In some embodiments, the method further comprises in response to determining that the PEI is received during the PEI occasion and the PEI indicates a subgroup associated with the UE, monitoring the PO associated with the PEI for the paging DCI.

In some embodiments, the method further comprises receiving the paging DCI. The method further comprises demodulating and decoding a physical downlink shared channel (PDSCH) in accordance with scheduling information included in the paging DCI to retrieve a paging message. The method further comprises in response to determining that the paging message includes an identity of the UE, initiating a random access procedure.

In some embodiments, the PS state is an RRC_IDLE state or an RRC_INACTIVE state.

In some embodiments, the indication is included in one of an RRC RELEASE message or an RRC RECONFIGURATION message transmitted from a gNB serving the UE.

In some embodiments, the indication is included in one of a REGISTRATION ACCEPT message or a SERVICE ACCEPT message transmitted from an AMF serving the UE.

In some embodiments, the method further comprises transmitting a request to the AMF to either enable or disable the PEI function for the UE before receiving the indication, the request being included in one of a SERVICE REQUEST message or a REGISTRATION REQUEST message transmitted to the AMF.

According to various embodiments, a UE includes a non-transitory memory storage comprising instructions. The UE further includes one or more processors in communication with the non-transitory memory storage, the one or more processors executing the instructions to cause the UE to perform a method of any of the preceding methods.
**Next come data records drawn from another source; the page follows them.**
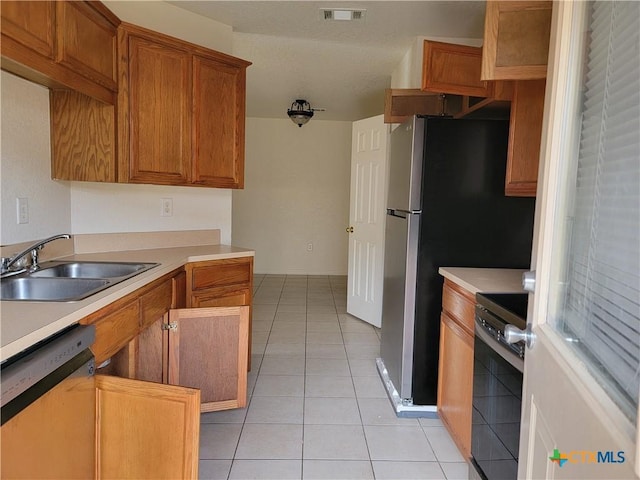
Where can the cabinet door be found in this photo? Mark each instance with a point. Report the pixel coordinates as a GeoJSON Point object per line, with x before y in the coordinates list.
{"type": "Point", "coordinates": [115, 330]}
{"type": "Point", "coordinates": [516, 40]}
{"type": "Point", "coordinates": [525, 133]}
{"type": "Point", "coordinates": [54, 437]}
{"type": "Point", "coordinates": [159, 120]}
{"type": "Point", "coordinates": [218, 155]}
{"type": "Point", "coordinates": [208, 350]}
{"type": "Point", "coordinates": [146, 430]}
{"type": "Point", "coordinates": [30, 24]}
{"type": "Point", "coordinates": [455, 382]}
{"type": "Point", "coordinates": [455, 69]}
{"type": "Point", "coordinates": [86, 42]}
{"type": "Point", "coordinates": [152, 352]}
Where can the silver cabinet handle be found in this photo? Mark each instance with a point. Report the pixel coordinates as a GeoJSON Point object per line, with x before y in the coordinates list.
{"type": "Point", "coordinates": [513, 334]}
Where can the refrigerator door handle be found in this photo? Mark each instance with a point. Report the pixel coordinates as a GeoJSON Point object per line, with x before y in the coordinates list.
{"type": "Point", "coordinates": [397, 212]}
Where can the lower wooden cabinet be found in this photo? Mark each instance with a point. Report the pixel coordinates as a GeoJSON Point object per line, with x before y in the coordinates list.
{"type": "Point", "coordinates": [105, 427]}
{"type": "Point", "coordinates": [221, 283]}
{"type": "Point", "coordinates": [455, 388]}
{"type": "Point", "coordinates": [455, 368]}
{"type": "Point", "coordinates": [208, 350]}
{"type": "Point", "coordinates": [203, 348]}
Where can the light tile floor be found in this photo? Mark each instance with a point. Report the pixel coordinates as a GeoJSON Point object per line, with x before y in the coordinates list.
{"type": "Point", "coordinates": [317, 408]}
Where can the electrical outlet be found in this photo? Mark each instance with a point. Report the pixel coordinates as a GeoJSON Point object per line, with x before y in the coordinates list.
{"type": "Point", "coordinates": [166, 207]}
{"type": "Point", "coordinates": [22, 210]}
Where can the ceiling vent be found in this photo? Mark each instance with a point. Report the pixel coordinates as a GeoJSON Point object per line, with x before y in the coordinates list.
{"type": "Point", "coordinates": [342, 14]}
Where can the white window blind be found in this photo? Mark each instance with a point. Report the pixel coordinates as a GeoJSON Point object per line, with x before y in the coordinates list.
{"type": "Point", "coordinates": [600, 315]}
BRIEF DESCRIPTION OF THE DRAWINGS

For a more complete understanding of the present disclosure, and the advantages thereof, reference is now made to the following descriptions taken in conjunction with the accompanying drawings, in which:

FIG. 1 illustrates a sequence of events in paging reception in accordance with some embodiments;

FIG. 2 illustrates a sequence of events in paging reception using a paging early indication (PEI) function in accordance with some embodiments;

FIG. 3 illustrates a message sequence chart showing communications between a

next generation Node B (gNB) and a user equipment (UE) using a UE identity (UEID)-based subgrouping method in accordance with some embodiments;

FIG. 4 illustrates a message sequence chart for assigning a UE to a core network (CN)-assigned subgroup according to some embodiments;

FIG. 5 illustrates an example of paging queuing delay increased by the PEI function;

FIGS. 6A-C and 6F-I illustrate various message sequence charts showing communications between an access and mobility management function (AMF) and one or more radio access network (RAN) nodes for configuring the RAN node according to some embodiments;

FIGS. 6D-E illustrate various message sequence charts showing communications between a first RAN node and a second RAN node for configuring the second RAN node according to some embodiments;

FIGS. 7A-B illustrate various message sequence charts showing communications between an AMF and a UE for configuring the UE according to some embodiments;

FIGS. 7C-D illustrate various message sequence charts showing communications between a gNB and a UE for configuring the UE according to some embodiments;

FIG. 8 illustrates a flow chart of operations occurring in an AMF according to some embodiments;

FIG. 9 illustrates a flow chart of operations occurring in a gNB according to some embodiments;

FIG. 10 illustrates a flow chart of operations occurring in a UE according to some embodiments;

FIG. 11 illustrates another flow chart of operations occurring in a UE according to some embodiments;

FIG. 12 illustrates yet another flow chart of operations occurring in a UE according to some embodiments;

FIG. 13 illustrates an example communication system;

FIGS. 14A-B illustrate example devices that may implement the methods and teachings according to this disclosure;

FIG. 15 illustrates a block diagram of a computing system that may be used for implementing the devices and methods disclosed herein;

FIG. 16 illustrates another example communications system;

FIG. 17 illustrates a method performed by a network node according to some embodiments;

FIG. 18 illustrates a method performed by a gNB according to some embodiments; and

FIG. 19 illustrates a method performed by a UE according to some embodiments.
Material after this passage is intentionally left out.